A Russian shot at me from a helicopter — Stepan Boiarchuk, Zahaltsi village
Our soldiers were here, and they said: “ Those who can — leave.” As soon as my people got ready, they just left, and it began. The Russians came in, and the shooting started. It was flying, and I don’t know where it came from. Here, such a projectile flew; this was the thickness of the iron! How it skidded in that direction! A house was standing, a shell went there, and the blast wave hit us... We had an iron gate here, so shards flew through the windows. There was debris in the house: it broke through the walls and the kitchen all the way to the bathroom. Half the home was demolished. The roof was blown off. We had to borrow a lot of money for restoration.
The garage fell apart. We had two summer kitchens. There were freezers, dishes, and a closet here. They were two-story, with a staircase to the second floor. All that was left was the stepladder. But this tile in the yard is broken because they shot at me from a helicopter. I just left the porch, and a Russian flew from there and shot at me. I quickly ran into the house. I thought I’d jump out of the window if anything happened. He, however, flew on. Such a bastard!
You know, they flew like this: one, two would pass by, then the planes would fly. They would fly over three times a day, shoot, and that’s it. You see, the windows were on fire. We have already installed new ones. There were two cars parked there. “Gazelle” and “Niva” burned completely. Well, everything here in the closets burned. All! We had just started renovating, taking everything out of the house, and everything burned to the ground: freezers, TVs, everything.
Morning and evening, they ironed us. And so, it seems, for a whole week — forty-two shells in my yard and garden. A neighbor came, and we dug some more from her garden.
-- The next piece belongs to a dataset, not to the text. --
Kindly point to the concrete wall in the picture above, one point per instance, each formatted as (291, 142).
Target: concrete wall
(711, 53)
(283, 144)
It flew from Druzhnia, it flew from Borodianka, you couldn’t tell where it was coming from. You see, the tile is broken. I went out, and everything was ruined! Here, we had a second floor, the balcony tilted and hung over the kitchen.
I have dogs and cats. They all would go to the cellar when something flew, and I followed them. When I got out, everything was already on fire. They launched phosphorus shells. The garage collapsed. The dog, Alma, was tied up [in the doghouse]. Everything was on fire, and I covered my face but couldn’t pull up the booth. I unfastened the dog, but it was burned. There was no fur. She ran away, poor thing; I thought she would perish, but now everything is fine, only the fur is not growing.
There, five houses away, Hryhorii lived. He was killed. He was wearing clothes — a sweatshirt that looked like a military one. The Russians took him to the center and tortured him. They stuck needles under his nails, extinguished cigarette butts on him, ripped open his stomach and then finished him off. Then the children looked for him and found him in the center, the garage. They [Russians] took him away because of that sweatshirt, and he may have told them something provoking, so they tortured him.
There, further away, two women lived. They closed the gate and ran. They were also shot. The Russians aimed at their heads and hit so hard that the heads shattered. The guys from the center said that [the Russians] put their feet in boiled water and interrogated them.
We suffered greatly. I wish Russians would feel it all for themselves! Let them experience it themselves and with their children! What they did to us.